Gushing Out. What is Texmass and why did it want RFC money? The subcommittee learned that in 1945 a group headed by Dallas Oil Promoter Homer W. Snowden persuaded 350 wealthy Bostonians to invest more than $8,000,000 in separate oil projects, managed by Snowden and his associates. Later they formed the Texmass Petroleum Co. to take over the oil & gas properties in Texas. In the spring of 1947 Texmass borrowed $4,000,000 from Massachusetts Mutual Life Insurance Co. and $3,500,000 from John Hancock Mutual Life Insurance Co. Later, the 350 Bostonians put up another $1,000,000 to protect their original investments.
Though a little oil dribbled in from scattered leases, the company's cash gushed out much faster. By last August, according to subcommittee records, Texmass had on hand properties valued at only $3,890,000. (RFC disagreed; it said they were worth $44.5 million.)
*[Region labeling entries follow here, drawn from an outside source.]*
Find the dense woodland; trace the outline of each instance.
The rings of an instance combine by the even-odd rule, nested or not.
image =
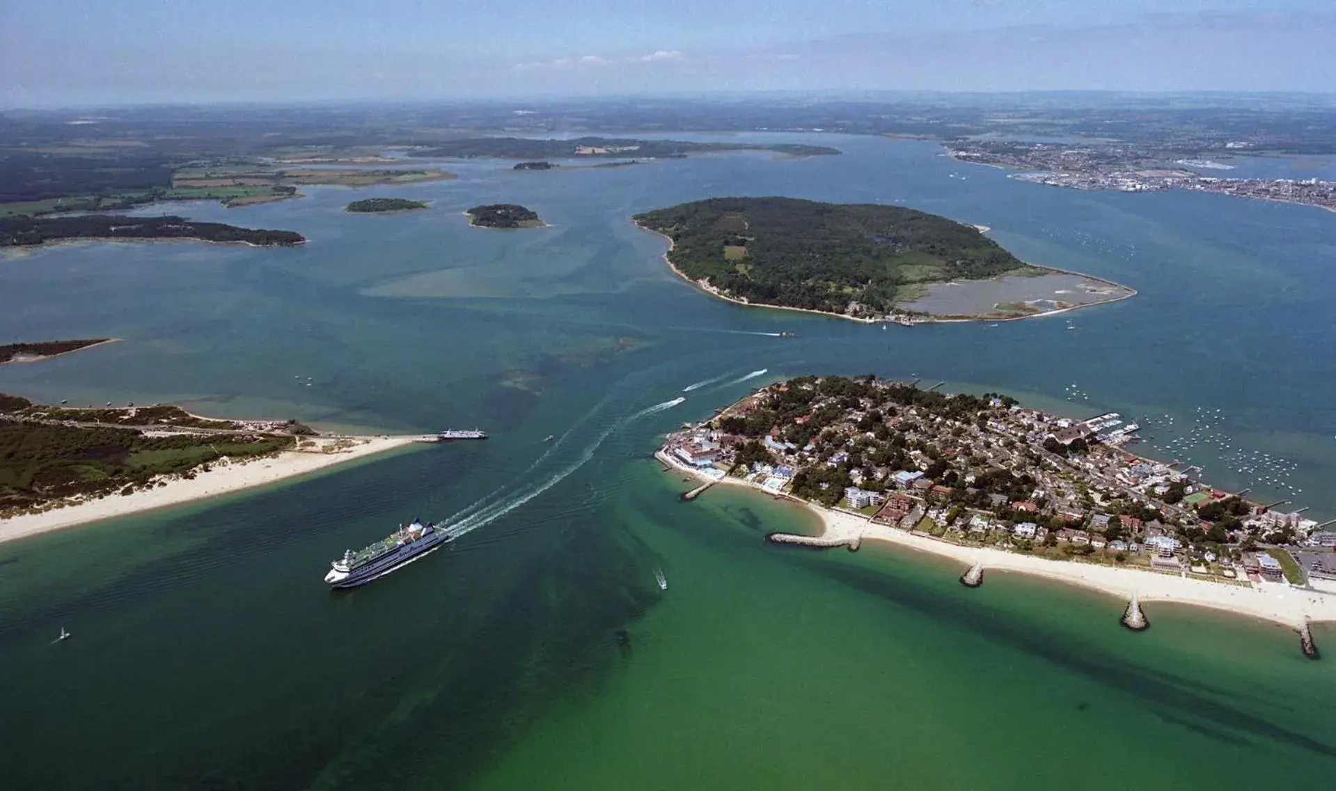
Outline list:
[[[345,211],[374,214],[377,211],[411,211],[414,208],[426,208],[426,203],[407,198],[367,198],[349,203]]]
[[[84,346],[106,343],[110,338],[81,338],[77,341],[39,341],[37,343],[7,343],[0,346],[0,362],[9,362],[15,357],[53,357],[67,351],[76,351]]]
[[[577,150],[582,150],[577,152]],[[711,151],[776,151],[794,156],[839,154],[826,146],[795,143],[691,143],[687,140],[635,140],[616,138],[576,138],[573,140],[533,140],[529,138],[464,138],[414,151],[413,156],[494,156],[500,159],[573,159],[577,156],[685,156]]]
[[[468,211],[470,222],[484,228],[530,228],[541,226],[538,212],[516,203],[489,203]]]
[[[239,228],[223,223],[195,222],[180,216],[8,216],[0,218],[0,247],[41,245],[60,239],[200,239],[246,242],[259,246],[294,246],[306,239],[294,231]]]
[[[973,226],[880,204],[712,198],[636,215],[673,266],[749,302],[884,315],[907,283],[989,278],[1023,262]]]

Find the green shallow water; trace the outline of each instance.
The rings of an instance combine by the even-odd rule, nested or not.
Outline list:
[[[811,516],[717,488],[681,504],[688,485],[649,453],[772,378],[872,371],[1082,417],[1221,409],[1336,517],[1336,412],[1313,397],[1332,375],[1336,215],[991,168],[951,179],[931,146],[836,144],[844,156],[807,160],[452,164],[464,178],[357,192],[436,202],[411,215],[350,216],[353,192],[333,188],[190,207],[295,228],[301,250],[0,262],[0,334],[126,339],[0,369],[0,390],[492,433],[0,545],[5,787],[1252,788],[1263,768],[1327,787],[1336,671],[1292,632],[1156,605],[1133,635],[1122,603],[1082,591],[1003,575],[967,591],[933,557],[766,545]],[[1074,331],[740,309],[676,281],[663,242],[627,222],[719,194],[900,199],[1141,295],[1074,314]],[[460,215],[502,200],[552,227]],[[780,330],[798,337],[764,334]],[[374,585],[319,583],[327,559],[417,514],[472,530]],[[51,645],[61,625],[73,639]],[[1317,640],[1336,651],[1336,629]]]

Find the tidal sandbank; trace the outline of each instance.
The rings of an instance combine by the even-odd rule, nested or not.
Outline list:
[[[114,493],[0,520],[0,542],[275,484],[403,448],[414,441],[417,437],[302,437],[294,449],[274,456],[239,461],[224,457],[211,462],[208,470],[195,470],[188,478],[159,476],[152,488],[131,494]]]

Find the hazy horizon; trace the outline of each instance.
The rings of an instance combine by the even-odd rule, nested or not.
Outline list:
[[[1336,73],[1313,0],[411,0],[0,11],[0,106],[534,99],[741,92],[1312,92]]]

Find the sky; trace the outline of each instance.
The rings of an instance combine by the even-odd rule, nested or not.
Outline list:
[[[1333,0],[0,0],[0,107],[1336,91]]]

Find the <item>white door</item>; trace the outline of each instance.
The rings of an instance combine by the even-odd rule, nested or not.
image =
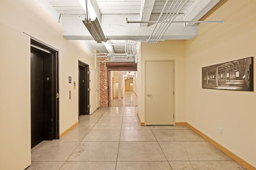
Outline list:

To get its collateral all in one package for the RFC loan, Texmass had to get it from the investors by exchanging stock, a transaction that required it to file a prospectus with SEC. Texmass admitted in the prospectus that its securities "have no present value and that any future value thereof is very remote and is dependent upon future development of substantial oil and gas reserves which cannot be counted upon." Its SEC prospectus also admitted that earnings would be "insufficient" to repay the RFC loan in ten years.